Debating Ideas is a new section that aims to reflect the values and editorial ethos of the African Arguments book series, publishing engaged, often radical, scholarship, original and activist writing from within the African continent and beyond. It will offer debates and engagements, contexts and controversies, and reviews and responses flowing from the African Arguments books.
‘Nobody knows anything’ the Hollywood screenwriter William Goldman once proclaimed – illuminating his own industry to the unspoken taboo and uncomfortable truth that expertise is in the eye of the beholder.
This is the closest analogy we find to the global Covid-19 pandemic and how it is dealing with notions of expertise. Among the myriad of things this pandemic is bringing to light is how we must re-evaluate the old tropes of scientific expertise – particularly in global health. The novel coronavirus is a precursor to disastrous days ahead as governments and populations make decisions in order to prevent thousands of potential deaths and buffer societies to the economic dominoes that are currently falling one by one.

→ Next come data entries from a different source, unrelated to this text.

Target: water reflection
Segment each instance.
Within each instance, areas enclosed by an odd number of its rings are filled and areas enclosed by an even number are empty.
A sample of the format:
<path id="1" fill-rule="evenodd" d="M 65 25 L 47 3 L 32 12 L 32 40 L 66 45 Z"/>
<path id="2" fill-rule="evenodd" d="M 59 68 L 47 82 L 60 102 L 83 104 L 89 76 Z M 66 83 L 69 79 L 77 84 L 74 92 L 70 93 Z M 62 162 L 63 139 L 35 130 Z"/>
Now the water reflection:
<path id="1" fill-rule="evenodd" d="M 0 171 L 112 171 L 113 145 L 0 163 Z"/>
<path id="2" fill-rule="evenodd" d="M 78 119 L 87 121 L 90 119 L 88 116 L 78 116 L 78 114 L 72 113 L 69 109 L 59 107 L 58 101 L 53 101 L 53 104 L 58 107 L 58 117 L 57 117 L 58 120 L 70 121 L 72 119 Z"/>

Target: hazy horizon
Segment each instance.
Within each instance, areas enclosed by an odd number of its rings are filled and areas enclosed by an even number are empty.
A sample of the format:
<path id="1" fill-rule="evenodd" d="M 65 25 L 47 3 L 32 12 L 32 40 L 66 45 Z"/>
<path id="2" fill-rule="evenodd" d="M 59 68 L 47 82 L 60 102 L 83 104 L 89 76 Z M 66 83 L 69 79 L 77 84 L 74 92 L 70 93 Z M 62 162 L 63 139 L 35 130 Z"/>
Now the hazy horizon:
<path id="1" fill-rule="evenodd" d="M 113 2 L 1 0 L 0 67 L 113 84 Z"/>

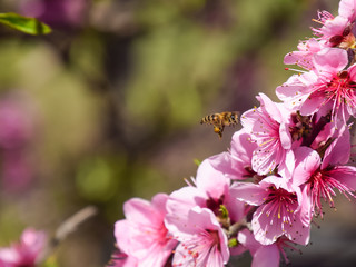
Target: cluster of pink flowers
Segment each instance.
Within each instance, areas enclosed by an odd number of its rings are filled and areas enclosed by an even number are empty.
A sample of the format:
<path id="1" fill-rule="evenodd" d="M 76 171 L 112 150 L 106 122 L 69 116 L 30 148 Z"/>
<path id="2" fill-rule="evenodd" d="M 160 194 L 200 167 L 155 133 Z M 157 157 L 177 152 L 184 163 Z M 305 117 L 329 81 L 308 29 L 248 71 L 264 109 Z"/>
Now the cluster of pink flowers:
<path id="1" fill-rule="evenodd" d="M 0 248 L 0 267 L 34 267 L 42 260 L 46 246 L 47 235 L 28 228 L 19 243 Z"/>
<path id="2" fill-rule="evenodd" d="M 318 12 L 315 38 L 285 57 L 300 70 L 276 89 L 281 102 L 259 93 L 229 151 L 205 159 L 187 187 L 125 204 L 112 266 L 220 267 L 245 251 L 251 266 L 279 266 L 284 248 L 309 243 L 323 201 L 355 197 L 356 0 L 338 12 Z"/>

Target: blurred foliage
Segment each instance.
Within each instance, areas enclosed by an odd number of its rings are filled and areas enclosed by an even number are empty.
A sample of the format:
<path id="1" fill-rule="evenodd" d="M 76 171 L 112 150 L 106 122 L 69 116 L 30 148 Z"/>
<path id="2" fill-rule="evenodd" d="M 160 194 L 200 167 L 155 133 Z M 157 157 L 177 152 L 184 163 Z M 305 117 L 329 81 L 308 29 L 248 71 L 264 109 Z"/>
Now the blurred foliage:
<path id="1" fill-rule="evenodd" d="M 1 12 L 38 18 L 52 33 L 32 37 L 0 28 L 0 99 L 23 95 L 33 123 L 20 151 L 31 162 L 31 182 L 11 191 L 1 181 L 0 244 L 17 239 L 27 226 L 53 233 L 93 204 L 99 215 L 65 240 L 46 266 L 103 266 L 122 204 L 178 189 L 202 159 L 226 150 L 236 129 L 226 129 L 219 140 L 200 126 L 201 117 L 244 112 L 259 91 L 276 99 L 276 86 L 290 76 L 284 55 L 310 36 L 315 10 L 336 6 L 322 0 L 2 1 Z M 6 152 L 0 151 L 2 160 Z"/>
<path id="2" fill-rule="evenodd" d="M 27 18 L 17 13 L 0 13 L 0 23 L 28 34 L 48 34 L 51 28 L 34 18 Z"/>

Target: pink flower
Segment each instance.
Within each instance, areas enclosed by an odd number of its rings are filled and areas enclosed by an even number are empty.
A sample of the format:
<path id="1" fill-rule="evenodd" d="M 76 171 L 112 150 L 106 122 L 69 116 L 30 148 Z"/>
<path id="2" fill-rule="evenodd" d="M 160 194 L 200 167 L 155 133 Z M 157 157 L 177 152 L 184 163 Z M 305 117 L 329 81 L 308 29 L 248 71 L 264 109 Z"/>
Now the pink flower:
<path id="1" fill-rule="evenodd" d="M 322 198 L 335 207 L 333 197 L 338 189 L 345 197 L 354 196 L 356 189 L 356 168 L 352 166 L 324 166 L 320 156 L 308 147 L 296 150 L 296 169 L 293 182 L 300 186 L 304 199 L 310 206 L 310 215 L 315 212 L 323 217 Z"/>
<path id="2" fill-rule="evenodd" d="M 257 99 L 260 101 L 260 107 L 248 110 L 241 116 L 245 130 L 258 145 L 253 156 L 253 169 L 258 175 L 267 175 L 277 166 L 279 169 L 291 170 L 294 155 L 290 149 L 293 140 L 288 125 L 290 112 L 264 93 Z"/>
<path id="3" fill-rule="evenodd" d="M 279 99 L 287 101 L 303 116 L 332 111 L 333 120 L 344 123 L 356 112 L 356 65 L 348 65 L 347 52 L 327 48 L 313 57 L 314 69 L 301 76 L 294 76 L 277 88 Z"/>
<path id="4" fill-rule="evenodd" d="M 281 248 L 277 245 L 278 243 L 261 245 L 248 229 L 239 231 L 238 241 L 250 251 L 251 267 L 279 267 Z"/>
<path id="5" fill-rule="evenodd" d="M 235 224 L 244 217 L 244 204 L 230 196 L 230 179 L 212 168 L 209 159 L 200 164 L 195 182 L 196 187 L 187 186 L 169 196 L 167 211 L 174 215 L 177 220 L 186 219 L 189 210 L 196 206 L 208 208 L 219 217 L 222 205 L 229 212 L 230 224 Z"/>
<path id="6" fill-rule="evenodd" d="M 179 245 L 172 266 L 221 267 L 229 260 L 227 237 L 211 210 L 191 208 L 186 220 L 167 215 L 166 226 Z"/>
<path id="7" fill-rule="evenodd" d="M 137 267 L 137 259 L 120 253 L 119 249 L 113 251 L 110 261 L 106 267 Z"/>
<path id="8" fill-rule="evenodd" d="M 250 135 L 243 128 L 233 136 L 230 150 L 210 157 L 209 161 L 214 168 L 230 179 L 247 179 L 256 175 L 251 167 L 253 152 L 256 148 L 257 144 L 251 141 Z"/>
<path id="9" fill-rule="evenodd" d="M 286 182 L 285 178 L 269 176 L 259 185 L 236 182 L 235 196 L 249 205 L 258 206 L 251 220 L 257 241 L 271 245 L 279 237 L 306 245 L 309 226 L 303 224 L 300 189 Z"/>
<path id="10" fill-rule="evenodd" d="M 319 40 L 326 41 L 328 47 L 354 48 L 355 0 L 340 1 L 338 13 L 339 16 L 334 17 L 327 11 L 318 12 L 318 22 L 323 27 L 312 29 Z"/>
<path id="11" fill-rule="evenodd" d="M 315 38 L 301 41 L 298 44 L 298 51 L 293 51 L 285 56 L 284 63 L 298 65 L 304 69 L 312 70 L 314 68 L 312 62 L 313 56 L 325 47 L 327 46 L 323 41 L 318 41 Z"/>
<path id="12" fill-rule="evenodd" d="M 26 229 L 20 243 L 0 249 L 0 267 L 34 267 L 41 260 L 47 236 L 43 231 Z"/>
<path id="13" fill-rule="evenodd" d="M 169 237 L 164 224 L 167 199 L 167 195 L 158 194 L 151 202 L 139 198 L 125 202 L 126 219 L 115 224 L 115 237 L 119 249 L 128 255 L 129 263 L 165 266 L 171 255 L 177 241 Z"/>

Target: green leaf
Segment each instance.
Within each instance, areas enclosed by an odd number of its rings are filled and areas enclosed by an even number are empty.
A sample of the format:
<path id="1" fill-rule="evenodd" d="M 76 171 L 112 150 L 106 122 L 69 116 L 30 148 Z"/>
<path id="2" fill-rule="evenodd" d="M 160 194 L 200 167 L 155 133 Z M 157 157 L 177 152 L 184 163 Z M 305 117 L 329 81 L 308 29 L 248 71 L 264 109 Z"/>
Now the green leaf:
<path id="1" fill-rule="evenodd" d="M 0 23 L 32 36 L 51 32 L 51 28 L 48 24 L 34 18 L 27 18 L 17 13 L 0 13 Z"/>
<path id="2" fill-rule="evenodd" d="M 55 256 L 50 256 L 41 267 L 59 267 L 59 265 L 57 263 L 57 258 Z"/>

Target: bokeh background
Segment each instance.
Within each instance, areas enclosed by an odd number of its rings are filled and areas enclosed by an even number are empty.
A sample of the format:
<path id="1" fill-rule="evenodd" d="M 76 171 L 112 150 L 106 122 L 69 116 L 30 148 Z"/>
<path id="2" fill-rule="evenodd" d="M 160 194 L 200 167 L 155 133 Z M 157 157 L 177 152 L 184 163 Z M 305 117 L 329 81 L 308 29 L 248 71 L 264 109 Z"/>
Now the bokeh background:
<path id="1" fill-rule="evenodd" d="M 1 0 L 52 33 L 0 26 L 0 245 L 99 214 L 56 250 L 58 266 L 103 266 L 131 197 L 171 192 L 194 160 L 229 147 L 201 117 L 245 111 L 290 75 L 284 56 L 336 0 Z M 316 26 L 316 24 L 314 24 Z M 291 266 L 354 266 L 355 201 L 339 199 Z M 327 208 L 326 208 L 327 209 Z M 319 227 L 320 226 L 320 229 Z M 248 256 L 236 266 L 248 266 Z"/>

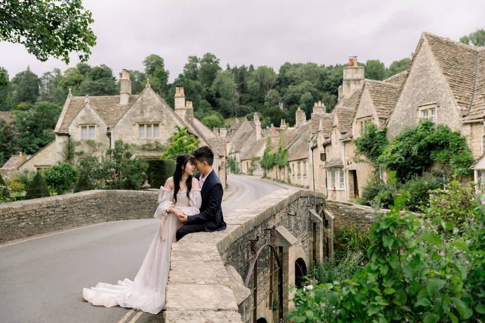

Speaking at the government’s daily coronavirus briefing on the 26 March, the UK’s deputy Chief Medical Officer, Jenny Harries, when asked why the UK was not following the WHO’s recommendations for combatting the pandemic virus, said ‘We need to realise that the clue with the WHO is in its title – it’s a World Health Organization. And it is addressing all countries across the world, with entirely different health infrastructures…. We have an extremely well-developed public health system in this country.’
Suggesting that the WHO’s recommendations were, essentially, for ‘other’ countries, and the fact that the UK’s developed country status and healthcare exceptionalism makes it immune to pressures of following public health measures from other experts. Ignoring a global pool of expertise that has already shown to be effective in saving lives, not just for this pandemic, but previous epidemics over the years.
One common thread to each national response is decision-making based on the available evidence wherever they may find it. The WHO, often the easy target of chagrin when global health events of this magnitude hit (see also The Campaign Against Tedros Adhanom: Objective or Ideological?), has largely risen to the challenge, ensuring that the lessons learnt from one country are at least available for the next country to learn from, and hopefully avoid untold numbers of cases and deaths. Their daily press briefings since the start of the outbreak have been a masterclass in public health communications messaging – being technically exact and using precise urgent language. This is a unique role only the WHO can fulfil.
Countries that once prided themselves as being cathedrals to scientific expertise have been shown to struggle to stem the tide of the virus transmission. At the time of writing, the UK and US stand above other countries in not only their unique approaches to responding to the virus, but also in cases and resulting deaths from the virus.
Global health expertise in the ‘Global North’ has always been an abundant commodity that was exported – writ large – to the rest of the world, to those ‘other’ countries. Global decisions get made in Geneva, Seattle, Washington DC, and London by global health actors whose financial resources arguably outmatch local expertise. (Spoiler alert: I too am guilty of this.)
A recent New York Times (NYT) opinion piece has called for a ‘brain trust’ of the developed world to focus on a coronavirus strategy for the developing world. A brain trust of the same think tanks, news media, universities and non-governmental organizations that have shaped the unbalanced global health debate up until this point. The NYT article largely ignores, either knowingly or unintentionally, the work that has already gone on within African borders. In February, only Senegal and South Africa had the capacity to test for the virus. By the middle of March that number was already at 40 countries. Due, in large part to the Africa CDC and WHO.
This false dichotomy in global health expertise is nothing new. But this pandemic is putting it in a spotlight, and makes it impossible to ignore. This has been a recurring trend, with the ‘decolonise global health’ movement, among others. And no doubt the discussion will continue. What is needed now is a way to re-orientate what we traditionally considered global health expertise and institutionalise this reorientation. Expertise cannot be a black box that is untouched from scrutiny.
Recently, researchers writing in The Lancet have recommended that, to combat the pandemic, the UK will need to implement a national programme of community health workers for the Covid-19 response. A distinctly ‘Global South’ approach, citing how expertise in a coordinated community workforce can provide effective health and social care support at scale, can be gleaned from Brazil, Pakistan, Ethiopia, and other nations. If there was ever a time to be more community minded, it is now.
There are many more lessons to be learnt from a truly global pool of expertise. As the British Prime Minister was telling its elderly population not to worry and not to go on cruises Uganda, for example, had already implemented airport screening for incoming travellers a month earlier– all in the absence of detected cases within its borders. Videos of handwashing stations at bus stations in Rwanda have gone viral.
The lessons are there to be learnt from other countries for those willing to learn them. In a post-Covid-19 world, this will change, for no other reason than it needs to. The virus is also a precursor for a new world to emerge on the other side.